Improving FPS


#102

Hrm, possibly because it acts as a sort of memory barrier preventing the rearranging of instructions?

Does the pause have to be just one cycle?
I’m wondering if calling an empty function marked with __attribute((noinline)) would work or if a function call would be too many cycles.

Or perhaps doing:

volatile int nop __attribute__((unused)) = 0;
++nop; // Optional

Would force GCC to create and use the variable?
It might cause similar issues though if GCC ends up having to dump a register it’s using.

Or perhaps:

// global
static int nopVar = 0;
void __attribute__((always_inline)) nop(void)
{
  ++nopVar;
}

I think the fact it’s a global variable should mean that the compiler can’t optimise the operation away,
but it could probably still reorder it.


#103

I haven’t looked into the rules regarding GCC and inline asm on ARM yet, so I have no idea. Maybe it considers a set of registers to get clobbered and has to reload them?
It doesn’t have to be one cycle, but it adds up.
We’re getting to a point where the high-level language is getting in the way and writing these routines in assembly would be best, both in terms of performance and legibility.


#104

Alignment is another possibility. I remember reading thatif the function/loop is not aligned you get padding.


#105

The fundamental rules of inline asm on GCC are the same for all chips, what changes is the registers, the available instructions and the register aliases, e.g. on AVR r means any register and d means an upper register.

It shouldn’t clobber a register unless you explicitly state it to be an output operand or to be clobbered.

Considering this is rendering code, I’m inclined to agree.
As long as the external interface is C++ friendly,
the implementation can be pure assembly for speed sake,
providing it’s well-commented.

Functions do have a memory alignment, but if it pads I would assume it’s just padding with more nops,
which shouldn’t be a major issue.


#106

But noticeable in tight execution speed


#107

ARM instructions are 32 bits wide, but I can’t find any information about function alignment.

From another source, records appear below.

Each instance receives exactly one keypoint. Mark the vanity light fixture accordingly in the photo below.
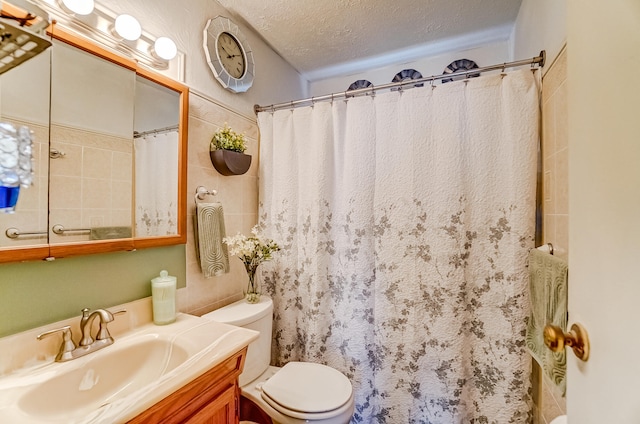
(120, 32)
(164, 48)
(79, 7)
(128, 27)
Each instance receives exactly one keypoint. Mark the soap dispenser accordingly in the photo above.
(163, 294)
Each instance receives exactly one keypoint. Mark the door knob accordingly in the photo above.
(577, 339)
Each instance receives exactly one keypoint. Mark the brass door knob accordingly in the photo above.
(577, 339)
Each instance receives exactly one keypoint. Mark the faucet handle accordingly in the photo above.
(67, 346)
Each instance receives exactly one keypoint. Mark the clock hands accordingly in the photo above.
(229, 55)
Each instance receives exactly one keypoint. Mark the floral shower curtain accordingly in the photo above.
(156, 184)
(405, 219)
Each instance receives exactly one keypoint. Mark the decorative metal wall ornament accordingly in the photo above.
(356, 85)
(458, 66)
(407, 74)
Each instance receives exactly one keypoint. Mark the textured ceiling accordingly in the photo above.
(315, 35)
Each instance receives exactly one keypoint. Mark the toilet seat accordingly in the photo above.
(308, 391)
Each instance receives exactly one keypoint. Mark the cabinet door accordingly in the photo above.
(222, 410)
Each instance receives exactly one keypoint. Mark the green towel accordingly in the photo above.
(548, 296)
(107, 233)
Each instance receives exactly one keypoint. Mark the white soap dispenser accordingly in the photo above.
(163, 293)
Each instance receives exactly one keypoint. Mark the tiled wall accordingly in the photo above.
(238, 195)
(555, 205)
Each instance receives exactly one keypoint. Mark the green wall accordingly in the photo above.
(40, 292)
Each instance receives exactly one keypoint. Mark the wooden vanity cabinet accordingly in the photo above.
(212, 398)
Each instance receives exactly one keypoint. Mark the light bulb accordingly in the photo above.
(80, 7)
(128, 27)
(165, 48)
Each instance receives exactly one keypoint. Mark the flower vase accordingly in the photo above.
(252, 295)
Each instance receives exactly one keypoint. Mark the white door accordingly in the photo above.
(604, 208)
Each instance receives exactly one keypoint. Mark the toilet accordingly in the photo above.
(299, 392)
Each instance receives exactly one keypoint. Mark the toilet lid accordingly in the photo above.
(308, 388)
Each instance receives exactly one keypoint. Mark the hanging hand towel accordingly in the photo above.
(209, 232)
(548, 291)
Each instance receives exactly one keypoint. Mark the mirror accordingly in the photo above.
(91, 184)
(24, 100)
(117, 141)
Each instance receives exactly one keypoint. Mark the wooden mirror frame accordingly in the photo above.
(52, 251)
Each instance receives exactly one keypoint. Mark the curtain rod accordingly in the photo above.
(538, 60)
(137, 134)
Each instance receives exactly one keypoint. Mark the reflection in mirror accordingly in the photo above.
(91, 187)
(24, 100)
(156, 144)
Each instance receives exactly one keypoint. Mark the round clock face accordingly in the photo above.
(231, 55)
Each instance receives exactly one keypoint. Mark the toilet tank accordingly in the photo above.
(254, 316)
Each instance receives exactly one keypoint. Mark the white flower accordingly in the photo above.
(253, 250)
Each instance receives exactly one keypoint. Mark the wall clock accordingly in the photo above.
(228, 54)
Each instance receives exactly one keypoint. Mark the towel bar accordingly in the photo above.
(547, 247)
(201, 191)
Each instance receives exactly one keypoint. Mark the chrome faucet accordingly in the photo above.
(86, 323)
(69, 350)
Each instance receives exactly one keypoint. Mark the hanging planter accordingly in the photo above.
(228, 162)
(227, 152)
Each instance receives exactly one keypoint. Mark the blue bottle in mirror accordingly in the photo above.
(16, 164)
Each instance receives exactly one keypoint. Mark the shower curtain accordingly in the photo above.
(156, 184)
(405, 221)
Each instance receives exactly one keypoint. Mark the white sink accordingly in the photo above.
(120, 381)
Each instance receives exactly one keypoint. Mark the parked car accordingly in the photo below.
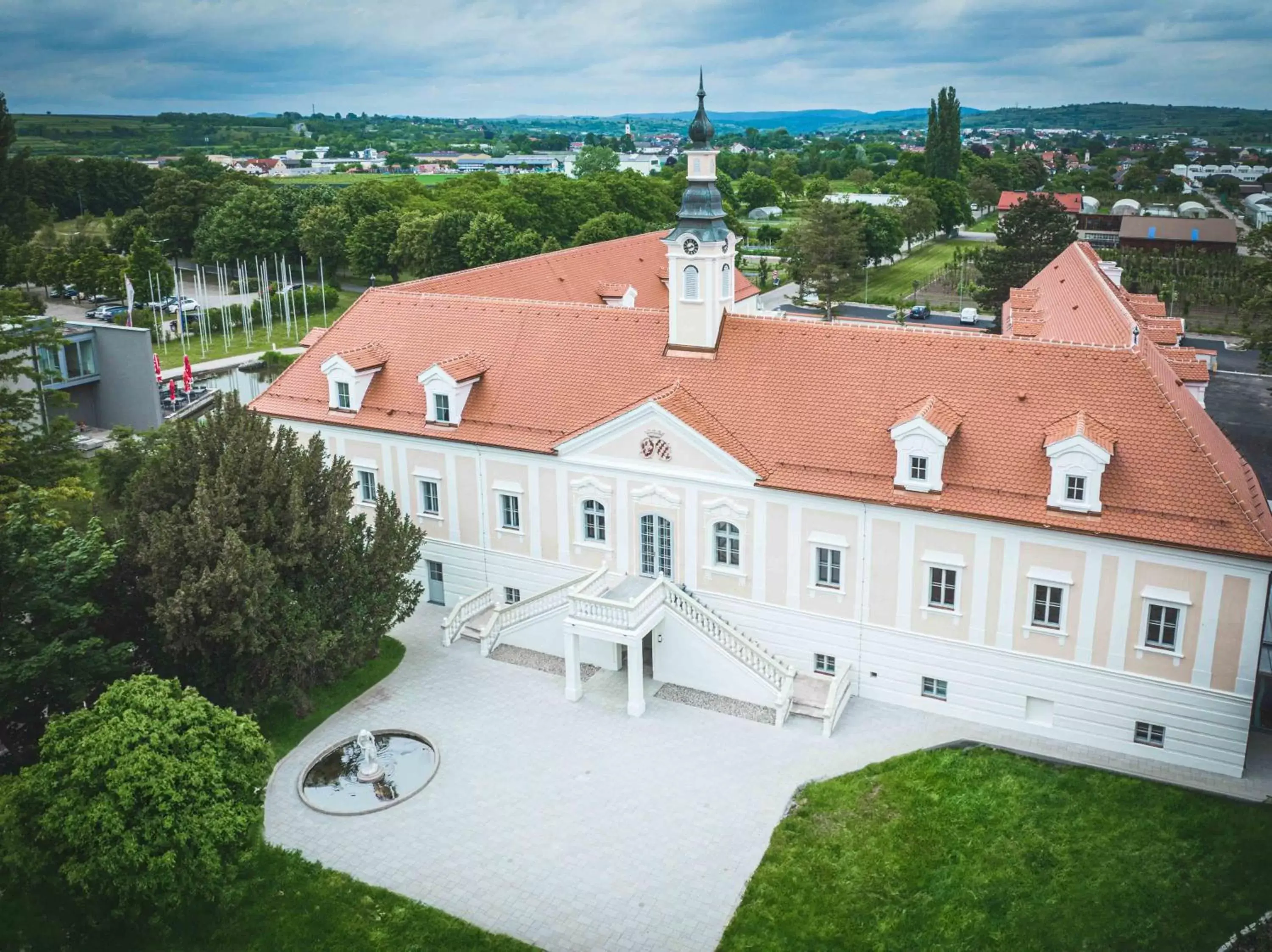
(185, 304)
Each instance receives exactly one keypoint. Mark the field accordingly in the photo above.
(348, 178)
(980, 849)
(172, 351)
(892, 281)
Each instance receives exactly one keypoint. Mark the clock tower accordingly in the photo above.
(699, 251)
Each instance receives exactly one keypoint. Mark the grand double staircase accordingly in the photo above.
(619, 607)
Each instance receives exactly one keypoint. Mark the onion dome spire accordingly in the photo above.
(701, 129)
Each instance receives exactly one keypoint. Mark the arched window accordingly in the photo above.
(728, 544)
(593, 521)
(691, 283)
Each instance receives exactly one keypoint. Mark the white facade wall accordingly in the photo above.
(1096, 680)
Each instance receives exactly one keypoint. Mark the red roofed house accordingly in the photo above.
(1073, 201)
(619, 457)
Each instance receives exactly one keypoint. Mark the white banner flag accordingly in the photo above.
(128, 287)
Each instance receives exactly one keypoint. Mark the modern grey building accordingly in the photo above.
(107, 372)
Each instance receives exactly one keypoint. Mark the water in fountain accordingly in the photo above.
(369, 772)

I found a thing discussing the alignment of structs which said that the largest field being int causes 4-byte alignment and the largest field being long long causes 8-byte alignment, but nothing beyond that.

I’m erring on the side of memory barriers/formal no-tampering rules though, see this SO question that demonstrates how something as simple as asm("# im in ur loop"); can have an impact because of the side effects of the presense of an asm block (note that the asm block here is implicitly asm volatile).


#108

Oh yeah, did I already mention inline asm can not be used with mbed online ide :wink: ?


#109

The Pokitto uses Thumb, not the full 32-bit ARM IS, so it’s just 16 bits wide. I vaguely remember the TRM mentioning 4-byte instruction alignment for certain ops.

What do you mean? You’re using inline asm in the PokittoLib:

#define CLR_WR { LPC_GPIO_PORT->CLR[LCD_WR_PORT] = 1 << LCD_WR_PIN;__asm("nop");}//__asm("nop");}//

#110

Right, I didn’t know that. I’ve added that to the technical spec thread since that’s probably important.

If @jonne tried asm volatile and it didn’t work, maybe it’s just __asm that works on mbed online?

Apparently:

When writing code that can be compiled with -ansi and the various -std options, use __asm__ instead of asm (see Alternate Keywords).

Though __asm__ isn’t the same as __asm so maybe __asm is an mbed thing?


#111

How did you fix it?


#112

It seems fileopen returns false if it works, not true. So I was only attempting to render is the file didn’t open.


#113

fileOpen doesn’t return bool, it returns a uint8_t, and signals success with 0 and failure with 1.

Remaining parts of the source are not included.